Neil Johnson, PhD
Member & Assistant Professor
Office Phone: 215-728-7016
Investigate determinants of homologous recombination proficiency in cancer cells
Our current research suggests that a subgroup of tumors that contain mutations in essential DNA repair genes retain the ability to repair DNA and are consequently resistant to DNA damaging chemotherapies or PARP inhibitors. We are investigating factors that enable cancer cells that contain BRCA1 mutations to carry out homologous recombination DNA repair and survive chemotherapy. We are examining the ability of mutant BRCA1 proteins to contribute to homologous recombination in cancer cells. Moreover, we are investigating the influence of the cellular background on DNA damaging agent and PARP inhibitor sensitivity. We have recently screened the hORFeome V8.1 Expression Library generated by the Broad Institute (Harvard/MIT) to identify proteins that influence HR and PARP inhibitor sensitivity. The library is a genome-scale ORFeome collection in a lentiviral vector (16172 distinct ORFs mapping to 13833 genes). We aim to determine the potential of hits to serve as biomarkers for DNA damaging chemotherapy or PARP inhibitor sensitivity in patient tumors and determine whether they can serve as biomarkers for response in predictive clinical trials.
Investigate mechanisms of acquired resistance to DNA repair inhibitors
Despite substantial response rates of BRCA1 and BRCA2 mutant cancers to PARP inhibitor treatment, many patients fail to respond to treatment; additionally, patients that demonstrate initial responses ultimately acquire drug resistant tumors. We are interested in identifying mechanisms by which cancer cells adapt so that they can survive after treatment with DNA damaging agents or DNA repair inhibitors. We are utilizing PARP inhibitor-sensitive cancer cell lines to derive resistant sub-clones. Upon determining drug resistance mechanisms, we will examine PARP inhibitor or cisplatin sensitive and resistant human tumor biopsies for correlation to our preclinical data.
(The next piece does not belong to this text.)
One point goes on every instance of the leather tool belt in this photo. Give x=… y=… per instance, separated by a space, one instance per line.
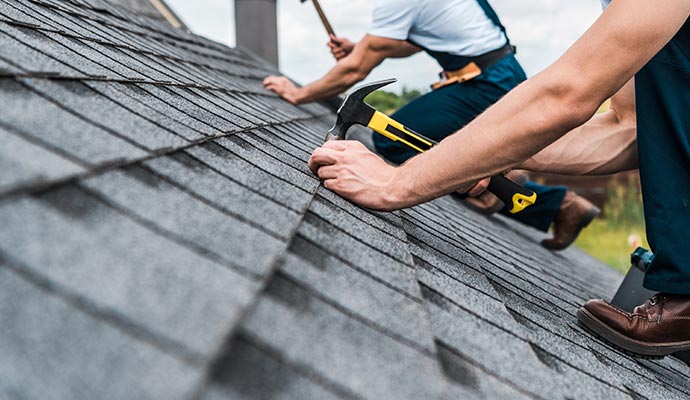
x=474 y=68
Identify small molecules that abrogate DNA repair pathways in cancer cells
We are measuring the ability of compounds currently used in clinical studies or in preclinical development to abrogate DNA repair pathways. Additionally, we are screening small molecule libraries to identify novel compounds that block repair of DNA breaks. We will investigate the impact of the compounds on HR protein levels and ability to be recruited to sites of DNA damage by foci formation assays. Our goal is to develop novel compounds for in vivo use and eventual clinical applications.